Public policy on drug use in America focused for years on punishing those addicted. But more recently it’s turned toward what public health experts call “harm reduction.” By reducing harm from drug use, many experts and public health specialists say, you help an addicted person live another day, a day that may be the start on the path to treatment.
Brandon Marshall, an epidemiologist at Brown University in Providence, Rhode Island, says the “definition of harm reduction has grown over time.”
First, there where needle exchanges to get clean needles into the hands of IV drug users to reduce the risk of sharing needles and reduce the spread of infectious diseases, like HIV.
More recently, Naloxone or Narcan, an antidote for an opioid overdose, has become available.
“Naloxone or Narcan came on the scene in the early 2000s,” Marshall says, “but distribution has become more widespread as the opioid epidemic has spread.”
In Maryland, you can get it at a pharmacy without a prescription. Law enforcement officers are encouraged to carry it and on any given day, you can find a training session on how to use Narcan and walk away with the antidote, for free.
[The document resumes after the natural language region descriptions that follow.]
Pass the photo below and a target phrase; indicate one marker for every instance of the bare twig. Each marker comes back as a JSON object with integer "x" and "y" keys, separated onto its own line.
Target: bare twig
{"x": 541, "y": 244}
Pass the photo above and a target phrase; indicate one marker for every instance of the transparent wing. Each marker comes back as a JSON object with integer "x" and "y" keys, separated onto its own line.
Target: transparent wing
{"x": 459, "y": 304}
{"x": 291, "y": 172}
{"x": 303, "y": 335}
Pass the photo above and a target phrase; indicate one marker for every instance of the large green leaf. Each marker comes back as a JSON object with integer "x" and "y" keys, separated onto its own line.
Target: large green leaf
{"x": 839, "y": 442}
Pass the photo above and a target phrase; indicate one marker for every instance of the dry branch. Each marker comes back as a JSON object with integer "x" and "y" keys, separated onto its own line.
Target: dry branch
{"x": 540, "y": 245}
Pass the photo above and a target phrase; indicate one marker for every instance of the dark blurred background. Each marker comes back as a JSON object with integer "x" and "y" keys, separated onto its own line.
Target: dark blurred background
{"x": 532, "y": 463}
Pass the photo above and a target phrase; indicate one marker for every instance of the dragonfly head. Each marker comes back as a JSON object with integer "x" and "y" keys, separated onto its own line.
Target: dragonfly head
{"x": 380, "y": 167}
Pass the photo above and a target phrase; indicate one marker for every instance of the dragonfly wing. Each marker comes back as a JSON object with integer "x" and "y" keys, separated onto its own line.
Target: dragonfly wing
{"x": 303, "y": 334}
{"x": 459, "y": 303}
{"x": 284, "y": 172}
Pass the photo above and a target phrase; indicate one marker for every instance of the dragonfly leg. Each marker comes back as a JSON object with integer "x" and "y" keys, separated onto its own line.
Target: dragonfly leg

Now, there are fentanyl test strips, a type of “drug-checking” that allows users to determine whether their drugs have been laced with deadly fentanyl. Marshall says it’s the kind of harm reduction that “meets them where they are.”
Canadian biotech company BTNX developed the strips and a number of states in the US, including Rhode Island, California, and Vermont, distribute them. Baltimore started distributing them several weeks ago.
Brittany Fowler, a spokesperson for the Maryland Department of Health, says by the end of the year, 66,000 fentanyl test strips will have been handed out throughout the state.